166 - seconde
Quand on sort du restaurant du père de Jules, je l’aperçois appuyée sur la rambarde de la plage. Elle tourne le visage, c’est bien elle, dans une robe légère. Je laisse Isa et je vais me positionner à côté d’elle :
- Les agentes sont censées être discrètes.
- J’ai fini. Je suis sur la Base maintenant.
- J’ai adoré. C’est toujours aussi bien ?
- C’est horrible. Il fait froid dans les hangar, chaud sur le tarmac, il y a tout le temps du bruit, ça pue l’huile de moteur.
- Et les aviateurs ?
- Il n’y en a plus. Que des filles. Elles sont formidables. Intelligentes, bienveillantes, courageuses, belles. Le rêve.

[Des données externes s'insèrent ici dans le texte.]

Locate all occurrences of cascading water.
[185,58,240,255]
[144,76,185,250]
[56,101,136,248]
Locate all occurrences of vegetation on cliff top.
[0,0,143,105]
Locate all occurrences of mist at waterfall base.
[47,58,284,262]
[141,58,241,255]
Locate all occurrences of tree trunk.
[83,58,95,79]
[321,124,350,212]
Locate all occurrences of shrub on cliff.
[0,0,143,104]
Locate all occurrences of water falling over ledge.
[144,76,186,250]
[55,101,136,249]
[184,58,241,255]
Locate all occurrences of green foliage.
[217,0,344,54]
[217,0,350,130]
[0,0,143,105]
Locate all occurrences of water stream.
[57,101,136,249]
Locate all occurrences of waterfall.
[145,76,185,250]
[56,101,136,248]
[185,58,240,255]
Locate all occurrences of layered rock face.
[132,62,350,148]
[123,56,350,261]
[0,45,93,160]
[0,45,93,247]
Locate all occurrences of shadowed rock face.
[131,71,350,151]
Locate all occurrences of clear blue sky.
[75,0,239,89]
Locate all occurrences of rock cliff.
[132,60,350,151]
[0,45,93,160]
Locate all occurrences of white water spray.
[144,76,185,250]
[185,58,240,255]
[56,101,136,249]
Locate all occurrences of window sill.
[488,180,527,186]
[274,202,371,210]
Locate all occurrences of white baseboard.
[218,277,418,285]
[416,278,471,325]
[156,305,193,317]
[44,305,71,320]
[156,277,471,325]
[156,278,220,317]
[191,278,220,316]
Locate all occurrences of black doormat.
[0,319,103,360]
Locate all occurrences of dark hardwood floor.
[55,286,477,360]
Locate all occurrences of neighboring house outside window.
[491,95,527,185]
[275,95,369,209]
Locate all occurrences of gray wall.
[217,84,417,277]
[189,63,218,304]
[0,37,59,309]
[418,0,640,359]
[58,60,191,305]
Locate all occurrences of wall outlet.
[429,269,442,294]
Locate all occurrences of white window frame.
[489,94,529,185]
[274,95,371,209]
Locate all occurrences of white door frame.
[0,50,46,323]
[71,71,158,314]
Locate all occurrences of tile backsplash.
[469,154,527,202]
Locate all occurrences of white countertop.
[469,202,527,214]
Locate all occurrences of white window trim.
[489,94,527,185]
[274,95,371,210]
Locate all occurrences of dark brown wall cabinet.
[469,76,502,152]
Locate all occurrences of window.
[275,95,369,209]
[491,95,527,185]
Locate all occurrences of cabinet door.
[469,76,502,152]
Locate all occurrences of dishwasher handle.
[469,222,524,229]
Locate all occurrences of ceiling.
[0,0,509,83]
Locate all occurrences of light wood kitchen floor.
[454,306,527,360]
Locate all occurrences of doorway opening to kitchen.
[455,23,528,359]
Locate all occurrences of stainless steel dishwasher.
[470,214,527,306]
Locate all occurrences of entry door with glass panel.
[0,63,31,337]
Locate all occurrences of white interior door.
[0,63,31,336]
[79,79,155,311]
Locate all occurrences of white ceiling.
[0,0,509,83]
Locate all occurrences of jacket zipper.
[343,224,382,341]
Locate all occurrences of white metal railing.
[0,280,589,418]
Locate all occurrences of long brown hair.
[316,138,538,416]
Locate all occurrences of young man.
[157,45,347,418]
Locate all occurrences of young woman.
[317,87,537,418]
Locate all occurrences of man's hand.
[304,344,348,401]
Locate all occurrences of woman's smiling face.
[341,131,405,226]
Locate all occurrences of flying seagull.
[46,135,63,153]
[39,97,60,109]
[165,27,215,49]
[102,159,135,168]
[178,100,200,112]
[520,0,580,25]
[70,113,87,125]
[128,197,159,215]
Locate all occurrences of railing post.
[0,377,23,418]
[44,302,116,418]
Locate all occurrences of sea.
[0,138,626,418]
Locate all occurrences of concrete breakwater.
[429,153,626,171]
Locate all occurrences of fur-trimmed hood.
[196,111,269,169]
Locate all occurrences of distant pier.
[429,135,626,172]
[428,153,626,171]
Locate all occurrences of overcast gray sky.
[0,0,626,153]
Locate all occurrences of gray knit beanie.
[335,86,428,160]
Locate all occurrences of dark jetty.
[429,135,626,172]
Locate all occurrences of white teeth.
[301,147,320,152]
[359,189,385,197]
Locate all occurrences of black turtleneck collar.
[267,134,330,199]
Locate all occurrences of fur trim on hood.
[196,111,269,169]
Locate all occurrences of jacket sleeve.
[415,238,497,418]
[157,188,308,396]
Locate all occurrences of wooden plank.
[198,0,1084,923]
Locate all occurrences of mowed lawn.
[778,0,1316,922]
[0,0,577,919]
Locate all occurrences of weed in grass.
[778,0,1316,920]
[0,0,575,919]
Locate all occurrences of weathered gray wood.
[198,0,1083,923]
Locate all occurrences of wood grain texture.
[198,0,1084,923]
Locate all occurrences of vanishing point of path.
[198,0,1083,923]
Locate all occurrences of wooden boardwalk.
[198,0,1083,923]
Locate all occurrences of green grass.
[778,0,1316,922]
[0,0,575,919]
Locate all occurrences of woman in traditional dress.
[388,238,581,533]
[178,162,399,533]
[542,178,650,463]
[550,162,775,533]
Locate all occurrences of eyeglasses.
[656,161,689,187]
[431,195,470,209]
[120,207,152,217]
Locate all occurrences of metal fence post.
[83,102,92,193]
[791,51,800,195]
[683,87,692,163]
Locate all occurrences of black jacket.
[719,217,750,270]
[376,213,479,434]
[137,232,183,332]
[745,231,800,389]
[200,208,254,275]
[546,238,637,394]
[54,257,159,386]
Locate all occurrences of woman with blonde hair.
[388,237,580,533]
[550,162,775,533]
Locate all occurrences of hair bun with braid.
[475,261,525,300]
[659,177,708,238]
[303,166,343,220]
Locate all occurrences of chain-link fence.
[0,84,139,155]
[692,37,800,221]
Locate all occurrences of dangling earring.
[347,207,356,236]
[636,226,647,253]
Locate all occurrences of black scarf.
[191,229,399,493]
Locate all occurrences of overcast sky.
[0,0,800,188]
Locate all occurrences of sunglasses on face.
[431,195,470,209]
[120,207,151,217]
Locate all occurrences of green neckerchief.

Elle me regarde, éblouie par la lumière, elle essaie de sourire. Elle est belle avec sa bouche pulpeuse, ses petits seins pointus et je me souviens de ses grands yeux ronds vert foncé. Je m’approche pour lui faire de l’ombre et je les découvre à nouveau. Je ressens comme un vertige tellement son âme a l’air belle et profonde. Je ne sais plus quoi dire. C’est à elle de parler.
- Après on va à l’Agence. Tu m’emmènera dans l’espace ?
- C’est plus ton truc que le mien, c’est évident. Je vais faire un effort. Pour toi. J’ai pas le choix. Tu as l’air tellement… il n’y a pas de mot. Ou plutôt il y en a trop. Little a lot.
Ça la fait rire. Elle est trop. Du coup, surprise, on y va maintenant.
- Maintenant ? Dans l’espace ?
- J’ai une fusée toujours prête. Est ce que tu as mangé aujourd’hui ?
Pas le temps d’appréhender. On enfile les combinaisons, on prend les médicaments qui suppriment la peur et décollage. On se retrouve vite en apesanteur. Je me détache pour la libérer et on flotte, et on rit. Le contrôle nous demande si tout va bien. Je coupe la com et l’éclairage. Silence et nuit. On est juste éclairées de temps en temps par la lumière de la planète par le hublot du plancher. Je chuchote :
- C’est que ma deuxième fois. Au GC28, l’Agence était fermée. Je suis venue ici bien après, il y a peu de temps en fait, avec Brigitte. On est allé très loin. Ça va Little ? Parle-moi.
- Merci Paloma.
Je sens quelque-chose sur mes lèvres. La capsule pivote et on est éclairées à nouveau. Son visage est tout prêt. C’était un baiser ? Un voyant rouge s’allume. Je l’attrape pour la brêler à son siège. On redescend.